8. A non-destructive testing system for deep compaction of thick water-stabilized base courses, characterized in that the system is used to implement the non-destructive testing method for deep compaction of thick water-stabilized base courses as described in any one of claims 1-7, the system comprising: The multi-source data acquisition module is used to acquire a multi-source heterogeneous dataset of the area to be inspected using integrated testing equipment. The multi-source heterogeneous dataset includes at least a construction process parameter set, a material property parameter set, a multimodal nondestructive testing dataset, and a process image dataset. The construction process evaluation module is used to analyze and obtain the construction process compliance index and process uniformity index of the area to be inspected based on the construction process parameter set and the process image dataset. The original data correction module is used to preprocess the multimodal nondestructive testing dataset and perform depth correction on each data source in the multimodal nondestructive testing data based on a preset effective detection depth attenuation coefficient to obtain a depth-corrected compaction estimate set for each data source.

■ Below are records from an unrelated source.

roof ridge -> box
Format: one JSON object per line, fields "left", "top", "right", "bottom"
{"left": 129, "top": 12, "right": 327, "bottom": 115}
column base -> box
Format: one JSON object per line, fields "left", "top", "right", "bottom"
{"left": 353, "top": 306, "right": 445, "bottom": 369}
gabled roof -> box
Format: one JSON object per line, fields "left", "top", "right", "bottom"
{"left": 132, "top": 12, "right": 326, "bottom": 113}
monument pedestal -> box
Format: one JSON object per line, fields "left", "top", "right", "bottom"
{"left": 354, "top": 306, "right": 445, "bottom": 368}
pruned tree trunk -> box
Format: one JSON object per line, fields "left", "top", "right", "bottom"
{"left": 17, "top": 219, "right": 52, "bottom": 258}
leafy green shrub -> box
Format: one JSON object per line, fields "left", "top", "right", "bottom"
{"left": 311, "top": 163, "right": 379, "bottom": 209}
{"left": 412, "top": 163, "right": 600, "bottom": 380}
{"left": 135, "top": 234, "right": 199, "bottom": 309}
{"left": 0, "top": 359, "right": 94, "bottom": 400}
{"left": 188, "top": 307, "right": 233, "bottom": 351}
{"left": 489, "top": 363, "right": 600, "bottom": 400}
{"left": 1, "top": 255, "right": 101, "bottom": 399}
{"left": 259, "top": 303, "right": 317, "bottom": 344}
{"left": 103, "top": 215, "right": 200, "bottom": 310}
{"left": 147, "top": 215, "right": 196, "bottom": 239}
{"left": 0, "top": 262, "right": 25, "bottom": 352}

The multi-source data fusion module is used to input the depth-corrected compaction degree estimation set of each data source into the adaptive weight fusion model to obtain a preliminary compaction degree distribution map. The adaptive weight fusion model dynamically adjusts the fusion weights of different data sources according to the depth of the detection point and the material property parameters. The test result analysis module is used to calculate the fused compaction distribution map of the area to be tested and the dynamic confidence score of each spatial point based on the preliminary compaction distribution map, the construction process compliance index and the process uniformity index. The compaction quality determination module is used to determine the compaction quality of the area to be tested based on a preset compaction degree threshold and confidence degree threshold, combined with the fused compaction degree distribution map and the dynamic confidence degree score, and to generate detection strategy optimization instructions for areas with confidence degree scores lower than the confidence degree threshold.